Credit Card Frauds’ Descriptive and Predictive Analytics using ‘Tableau’ and ‘Python’

Jayswal Journals

Credit Analysis, Credit Risk, Data Analytics, Machine Learning, Python, Tableau

Credit Card Frauds’ Descriptive and Predictive Analytics using ‘Tableau’ and ‘Python’

In the below Tableau worksheets I have conducted Credit Card Fraud analysis on United States Credit fraud Kaggle dataset collected over four days – June 20 to June 24 – in 2020. Data Cleaning Since the original dataset included 555,720 rows, I sampled it in stratified manner to reduce it down to 10% i.e., 55,572…

Shubham Jayswal

2–3 minutes

In the below Tableau worksheets I have conducted Credit Card Fraud analysis on United States Credit fraud Kaggle dataset collected over four days – June 20 to June 24 – in 2020.

Data Cleaning

Since the original dataset included 555,720 rows, I sampled it in stratified manner to reduce it down to 10% i.e., 55,572 rows of the original ensuring that the percentage of fraud and non-fraud classification was conserved.

import pandas as pd
from sklearn.model_selection import train_test_split

# Step 1: Load your dataset
data = pd.read_excel('CreditCardDatasetNew.xlsx')

# Step 2: Calculate 10% of the data
sample_size = int(len(data) * 0.1)

# Step 3: Perform stratified sampling to get 10% of the rows
sampled_data, _ = train_test_split(data, train_size=sample_size, stratify=data['is_fraud'], random_state=42)

# Step 4: Save the sampled dataset to a new Excel file
sampled_data.to_excel('sampled_dataset_10_percent.xlsx', index=False)

In the sampled data, there were no redundant rows. However, there were some rows that had ‘State’ data missing. I filled them using the city name to which they pertain. The age variable also didn’t have any unreasonable ages such as more than a 100.

Creating Tableau Dashboard

Once that was done, I created the following graphs

Heat map for the number of Credit Card Frauds by Age group & Gender
Histogram for Credit Card Fraud amount grouped by State and Age (bin: 5)
Credit Card Frauds grouped by Age group
Top 20 Credit Card Frauds grouped by Profession
Top 20 Merchants involved in Credit Card Frauds.

Below is the tableau Dashboard for the same. One thing to note though together with the descriptive analytics below is that how significant are the descriptive variables plotted. I have conducted predictive analytics of the original dataset to gauge the same. Read below for the results.

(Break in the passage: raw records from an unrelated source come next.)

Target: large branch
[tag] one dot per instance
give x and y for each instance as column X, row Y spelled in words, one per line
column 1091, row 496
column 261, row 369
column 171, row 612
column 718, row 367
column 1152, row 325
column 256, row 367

Resolving data imbalance by oversampling the minority class and undersampling the majority class

The original dataset had less than 10% is_fraud variable equaling 1 which made it unbalanced. I sampled the original data this time in such a way that 50% of my dataset had is_fraud field equalling 1 and the other 50% had 0. Simply put I reduced the samples that had a 0 class and increased kept the 1’s intact.

                            OLS Regression Results                            
==============================================================================
Dep. Variable:               is_fraud   R-squared:                       0.666
Model:                            OLS   Adj. R-squared:                  0.615
Method:                 Least Squares   F-statistic:                     13.18
Date:                Thu, 13 Jun 2024   Prob (F-statistic):               0.00
Time:                        21:10:59   Log-Likelihood:                 1064.4
No. Observations:               12011   AIC:                             1025.
Df Residuals:                   10434   BIC:                         1.268e+04
Df Model:                        1576                                         
Covariance Type:            nonrobust

Predictive Analytics

Interpretation of the Ordinary Least Square Curve.

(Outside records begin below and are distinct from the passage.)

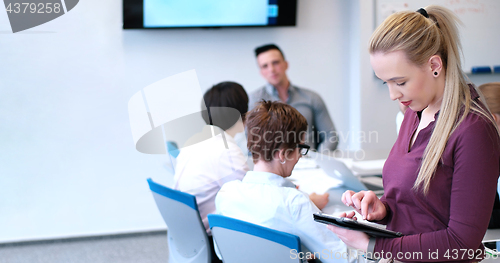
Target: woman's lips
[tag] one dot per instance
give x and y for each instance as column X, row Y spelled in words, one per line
column 406, row 103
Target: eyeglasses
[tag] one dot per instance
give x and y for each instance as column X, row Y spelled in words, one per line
column 303, row 148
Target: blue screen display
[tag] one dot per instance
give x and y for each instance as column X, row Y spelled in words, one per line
column 207, row 13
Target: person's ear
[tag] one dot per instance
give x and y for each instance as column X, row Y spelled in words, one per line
column 436, row 65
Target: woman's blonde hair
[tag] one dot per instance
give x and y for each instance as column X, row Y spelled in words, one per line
column 421, row 37
column 491, row 92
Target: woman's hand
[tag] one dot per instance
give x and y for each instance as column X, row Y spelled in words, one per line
column 351, row 238
column 319, row 200
column 366, row 203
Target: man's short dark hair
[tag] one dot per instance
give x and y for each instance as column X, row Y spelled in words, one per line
column 273, row 125
column 229, row 95
column 267, row 47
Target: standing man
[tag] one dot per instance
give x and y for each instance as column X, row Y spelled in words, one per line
column 321, row 133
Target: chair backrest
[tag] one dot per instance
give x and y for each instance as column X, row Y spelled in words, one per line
column 187, row 237
column 239, row 242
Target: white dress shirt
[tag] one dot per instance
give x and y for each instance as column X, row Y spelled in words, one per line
column 271, row 201
column 204, row 167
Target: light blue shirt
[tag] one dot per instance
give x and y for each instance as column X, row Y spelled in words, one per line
column 271, row 201
column 321, row 133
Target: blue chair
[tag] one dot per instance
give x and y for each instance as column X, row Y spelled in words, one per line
column 187, row 238
column 172, row 148
column 240, row 242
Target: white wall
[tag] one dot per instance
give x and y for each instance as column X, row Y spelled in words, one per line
column 68, row 166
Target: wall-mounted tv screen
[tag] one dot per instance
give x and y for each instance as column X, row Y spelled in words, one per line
column 208, row 13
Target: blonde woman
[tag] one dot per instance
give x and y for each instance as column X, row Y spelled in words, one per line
column 491, row 92
column 441, row 174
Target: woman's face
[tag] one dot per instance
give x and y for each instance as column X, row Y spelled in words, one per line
column 414, row 86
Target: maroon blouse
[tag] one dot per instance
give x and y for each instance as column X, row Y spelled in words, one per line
column 452, row 219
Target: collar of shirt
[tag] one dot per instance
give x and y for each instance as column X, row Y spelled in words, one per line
column 253, row 177
column 473, row 94
column 274, row 92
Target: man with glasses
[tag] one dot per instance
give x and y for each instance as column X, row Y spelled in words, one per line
column 321, row 133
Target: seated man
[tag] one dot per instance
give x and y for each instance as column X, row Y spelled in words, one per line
column 265, row 197
column 272, row 64
column 203, row 167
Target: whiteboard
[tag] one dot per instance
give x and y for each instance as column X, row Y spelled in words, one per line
column 480, row 33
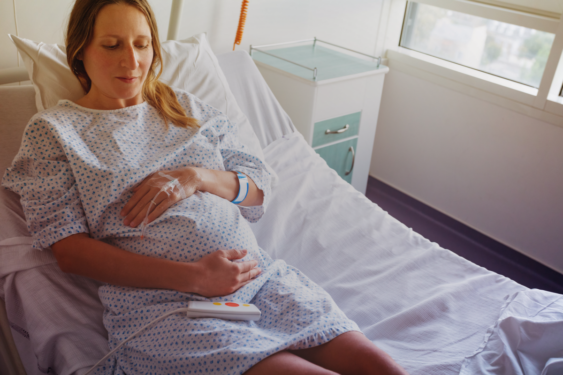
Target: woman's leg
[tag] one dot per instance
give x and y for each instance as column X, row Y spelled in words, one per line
column 286, row 363
column 351, row 353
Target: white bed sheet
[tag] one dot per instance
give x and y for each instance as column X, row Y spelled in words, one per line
column 433, row 311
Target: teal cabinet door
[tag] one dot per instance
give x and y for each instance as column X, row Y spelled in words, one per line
column 336, row 129
column 340, row 157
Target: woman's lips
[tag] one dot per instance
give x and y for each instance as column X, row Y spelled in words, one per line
column 127, row 80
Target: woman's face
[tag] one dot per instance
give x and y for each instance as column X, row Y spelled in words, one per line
column 118, row 57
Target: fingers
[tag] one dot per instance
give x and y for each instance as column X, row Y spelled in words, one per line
column 139, row 212
column 234, row 254
column 247, row 266
column 137, row 196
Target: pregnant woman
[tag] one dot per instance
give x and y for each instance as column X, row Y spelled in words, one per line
column 134, row 184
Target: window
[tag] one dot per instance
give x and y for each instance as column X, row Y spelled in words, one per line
column 510, row 51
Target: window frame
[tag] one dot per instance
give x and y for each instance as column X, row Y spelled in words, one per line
column 544, row 103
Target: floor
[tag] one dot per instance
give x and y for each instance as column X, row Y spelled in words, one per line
column 462, row 240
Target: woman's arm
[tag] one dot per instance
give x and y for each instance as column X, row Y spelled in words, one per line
column 226, row 185
column 157, row 194
column 213, row 275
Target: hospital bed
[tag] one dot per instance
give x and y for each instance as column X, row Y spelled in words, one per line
column 431, row 310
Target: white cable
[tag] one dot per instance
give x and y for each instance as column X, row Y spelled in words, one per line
column 183, row 309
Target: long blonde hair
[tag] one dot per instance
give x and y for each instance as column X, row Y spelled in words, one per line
column 79, row 34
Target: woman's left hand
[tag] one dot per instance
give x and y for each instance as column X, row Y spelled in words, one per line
column 159, row 191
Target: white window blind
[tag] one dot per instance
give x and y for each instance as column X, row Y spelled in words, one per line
column 552, row 8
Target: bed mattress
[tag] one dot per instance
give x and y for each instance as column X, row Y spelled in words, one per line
column 431, row 310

Are the variables plotted in the descriptive statistics significant?

Age: Coefficient: 0.0022; p-value: 0.0057

Gender: Coefficient: 0.0022; p-value: 0.0057

Amount: Coefficient: 0.0022; p-value: 0.0057

Merchant: Multiple Merchants showing p<0.05. Detailed description in attached output.

State: City could be considered proxy for state variable. Many cities had p<0.05 indicating state is also a good variable to use in the descriptive analytics.

Machine learning models and their accuracy

Random Forest and Gradient Boosting were the best models with highest accuracy, precision and recall.

AUROC Curve

In my research I have found logistic regression to be least effective. It may provide high accuracy levels but presents poor recall levels as depicted by the curve above. Random forest and Gradient boosting perform the best in terms of the recall levels.